Жалкий вид птенцов, их грязные перья заставляли девочку страдать.

– Ты видел, как потрескалось дно у нашего пруда? – спрашивала она у Грикора.

– Бедный пруд, он тоже пить хочет! – отвечал Грикор, и трудно было понять – смеется он или говорит серьезно.

Однажды Армен попросил у Баграта телегу, чтобы привезти воды из озера.

Взяв в кооперативе несколько пустых пивных бочек, ребята поехали за водой. Наполнив бочки, они по пути на ферму заехали на пасеку.

– Десять миллионов пчел не выпьют столько, сколько один теленок, – засмеялся дед. – Зря вы бочки сюда привезли: не будут же пчелы из бочек пить! Они привыкли пить из ручейков. Да ручьи теперь часто пересыхают. Можете вы для них новый устроить?

– Устроить-то устроим, только вода в нем будет мутной. А давайте польем этот клевер – здесь вода не загрязнится.

Ребята осторожно сняли с телеги бочку, опустили ее на землю и полили поникший от жары клевер, который рос вдоль ограды пчельника.

Пчелы сейчас же почуяли воду и тучей слетелись на клевер.

– Так лучше. Пусть пчелы пьют с листочков клевера, а в ручье они и потонуть могли бы, – сказал Армен.

– Погодите, я сейчас такой для них ручей устрою, что пчелы, когда им время умирать придет, только меня, Грикора, и будут поминать! – И Грикор помчался домой.

В углу комнаты давно стоял старый медный самовар с кривым краном. Грикор схватил его и выбежал.

– Эй, сорванец, куда ты самовар уносишь? – крикнула ему вдогонку мать.

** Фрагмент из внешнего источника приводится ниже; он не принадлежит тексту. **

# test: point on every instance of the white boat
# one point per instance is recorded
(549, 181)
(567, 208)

– Мамочка, у пчел праздник, им большой самовар нужен.

Не успела мать опомниться, а Грикора уже и след простыл.

Притащив самовар на пасеку, он заторопил Армена:

– Армен, скорее налей в него воды!.. Так… Теперь надо чуть-чуть приоткрыть кран… Видишь, какой тоненький ручеек потек?.. Так, так… Надо каждый день так делать: наполнять самовар водой и открывать кран на такую чуточку. Вот вам и «пчелиный ручей».

Остальные бочки с водой они отвезли на птицеводческую ферму и разлили там во все, какие только нашлись, корыта и ванны.

Гуси и утки на радостях подняли такой гомон, с такой стремительностью бросились к корытам, что едва не разлили всю воду. Многим она и не досталась – птицы посильнее теснили и отгоняли слабых.

– Грикор, сбегай попроси у бригадиров еще две телеги. Может быть, и ячмень сумеем полить, – распорядился Камо.